The proposed new tax - the introduction of which has been met with a frosty reception by the commercial real estate sector - is to apply to vehicles classed as Irish Real Estate Funds (IREFs), where 25pc or more of their value is made up of real estate assets. The tax is to be calculated on rental profits and gains from trading or development. Gains on disposal of assets held for at least five years will not be subject to the tax.
While the property industry has drawn a degree of comfort from the fact that the Finance Bill did not propose any changes to the tax treatment of Reits, that decision could possibly be re-examined in the event that the European Commission decide it is appropriate to initiate a formal investigation into Wallace's complaint.
In his submission, which he last month sent to the commission's director general of competition, Johannes Laitenberger, the Independent TD sought a determination on whether the tax exemptions granted to non-residents and foreign investors in Irish Reits are in breach of Europe's rules on state aid.
Wallace said he is concerned at the potential loss to the exchequer arising from the exemption granted to non-resident investors from any Irish tax, including dividend withholding tax (DWT) on profits distributed to them annually by the Reits in which they hold investments.
While he noted in his complaint that the European Commission had already approved tax exemptions for Finnish Reits in a case it considered in 2010, he has pressed for a new inquiry into the specific manner in which the Irish model operates.
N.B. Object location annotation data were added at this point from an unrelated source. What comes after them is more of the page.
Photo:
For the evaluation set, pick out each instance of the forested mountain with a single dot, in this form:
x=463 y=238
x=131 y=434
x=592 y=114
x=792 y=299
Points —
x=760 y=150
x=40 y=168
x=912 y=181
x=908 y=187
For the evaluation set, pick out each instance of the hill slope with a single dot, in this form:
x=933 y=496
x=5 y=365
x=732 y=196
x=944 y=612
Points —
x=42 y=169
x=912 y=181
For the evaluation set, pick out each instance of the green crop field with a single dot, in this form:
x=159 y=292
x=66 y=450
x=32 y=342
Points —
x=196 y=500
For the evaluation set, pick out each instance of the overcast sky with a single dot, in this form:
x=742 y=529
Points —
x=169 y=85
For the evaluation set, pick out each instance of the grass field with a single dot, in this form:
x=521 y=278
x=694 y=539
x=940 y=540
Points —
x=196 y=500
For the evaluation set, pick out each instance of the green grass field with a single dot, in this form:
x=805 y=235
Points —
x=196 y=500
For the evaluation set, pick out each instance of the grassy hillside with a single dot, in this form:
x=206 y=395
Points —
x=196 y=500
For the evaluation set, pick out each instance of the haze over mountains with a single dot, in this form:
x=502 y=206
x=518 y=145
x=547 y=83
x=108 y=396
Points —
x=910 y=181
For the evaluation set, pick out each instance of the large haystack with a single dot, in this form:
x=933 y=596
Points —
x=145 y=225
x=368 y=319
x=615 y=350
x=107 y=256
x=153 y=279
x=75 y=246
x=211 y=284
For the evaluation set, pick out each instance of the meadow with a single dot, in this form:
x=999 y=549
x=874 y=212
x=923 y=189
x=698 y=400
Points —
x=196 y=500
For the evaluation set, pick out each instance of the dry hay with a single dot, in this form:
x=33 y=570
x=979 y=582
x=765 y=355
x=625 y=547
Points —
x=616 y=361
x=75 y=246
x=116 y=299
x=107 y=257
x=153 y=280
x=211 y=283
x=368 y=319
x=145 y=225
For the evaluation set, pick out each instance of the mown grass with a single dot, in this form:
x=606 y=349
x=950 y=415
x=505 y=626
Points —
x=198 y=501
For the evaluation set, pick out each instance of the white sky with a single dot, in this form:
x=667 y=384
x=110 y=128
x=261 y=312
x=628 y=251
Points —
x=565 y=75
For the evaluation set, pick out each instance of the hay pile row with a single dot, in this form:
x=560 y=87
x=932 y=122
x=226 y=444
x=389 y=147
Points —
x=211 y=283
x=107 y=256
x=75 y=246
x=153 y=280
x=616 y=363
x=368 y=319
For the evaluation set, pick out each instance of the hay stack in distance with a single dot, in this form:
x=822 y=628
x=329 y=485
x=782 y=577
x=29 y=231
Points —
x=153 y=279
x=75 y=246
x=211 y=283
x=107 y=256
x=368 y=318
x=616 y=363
And while Wallace also acknowledged that Ireland's Reit legislation is similar to Finland's, in that it requires that 85pc of all property income profits be distributed annually to shareholders, making it compliant "in theory" with the commission's 2010 state aid ruling, the TD has asked for an examination of the legislation underpinning the investment vehicles' operations here.
Citing Section 41 of the Finance Act 2013, under which Reits were introduced to the Irish market, he expressed his concern that Reits are not chargeable to either corporation tax in respect of income from their property rental business or chargeable gains accruing on disposal of assets of their property rental business.
Wallace noted in his letter that, in general, the trading profits of companies in Ireland are subject to corporation tax at 12.5pc, while the rental profits of companies are subject to corporation tax at the higher rate of 25pc. In the case of Reits, the politician informed the European Commission that their rental profits are exempt from corporation tax.
In his letter, he said: "What concerns me is the benefit accrued by non-resident investors in Reits, who may be exempt from any Irish tax, including dividend withholding tax (DWT), on annual profits distributed by a Reit, and the potential loss in tax to the Irish Exchequer.
"In my opinion, this would constitute a breach of the State Aid Guidelines."